Reinforcement learning addresses sequential decision-making under uncertainty: an agent interacts with an environment, receives rewards, and must learn a policy that maximizes expected cumulative return. The policy gradient theorem connects the gradient of the expected return to on-policy rollouts, and this insight underlies REINFORCE, actor-critic methods, and the proximal policy optimization (PPO) algorithm used to fine-tune large language models. The planning-as-inference perspective — treating optimal behavior as posterior inference in a graphical model — provides deep connections to variational inference and message passing. Reinforcement learning from human feedback (RLHF) and direct preference optimization (DPO) apply these ideas to align language models with human preferences, casting alignment as a KL-regularized reward maximization problem.

References¶

Sutton, R. S., & Barto, A. G. (2018). Reinforcement Learning: An Introduction (2nd ed.). MIT Press.
Williams, R. J. (1992). Simple statistical gradient-following algorithms for connectionist reinforcement learning. Machine Learning, 8(3), 229–256.
Schulman, J., Wolski, F., Dhariwal, P., Radford, A., & Klimov, O. (2017). Proximal policy optimization algorithms. arXiv Preprint arXiv:1707.06347.
Christiano, P. F., Leike, J., Brown, T., Martic, M., Legg, S., & Amodei, D. (2017). Deep reinforcement learning from human preferences. Advances in Neural Information Processing Systems, 30.
Ouyang, L., Wu, J., Jiang, X., Almeida, D., Wainwright, C., Mishkin, P., Zhang, C., Agarwal, S., Slama, K., Ray, A., & others. (2022). Training language models to follow instructions with human feedback. Advances in Neural Information Processing Systems, 35, 27730–27744.

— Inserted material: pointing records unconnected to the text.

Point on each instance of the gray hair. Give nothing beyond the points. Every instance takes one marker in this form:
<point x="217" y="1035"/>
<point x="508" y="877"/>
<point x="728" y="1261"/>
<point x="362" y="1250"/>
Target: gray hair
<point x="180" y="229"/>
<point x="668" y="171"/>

Ziegler, D. M., Stiennon, N., Wu, J., Brown, T. B., Radford, A., Amodei, D., Christiano, P., & Irving, G. (2019). Fine-tuning language models from human preferences. arXiv Preprint arXiv:1909.08593.
Rafailov, R., Sharma, A., Mitchell, E., Manning, C. D., Ermon, S., & Finn, C. (2024). Direct preference optimization: Your language model is secretly a reward model. Advances in Neural Information Processing Systems, 36.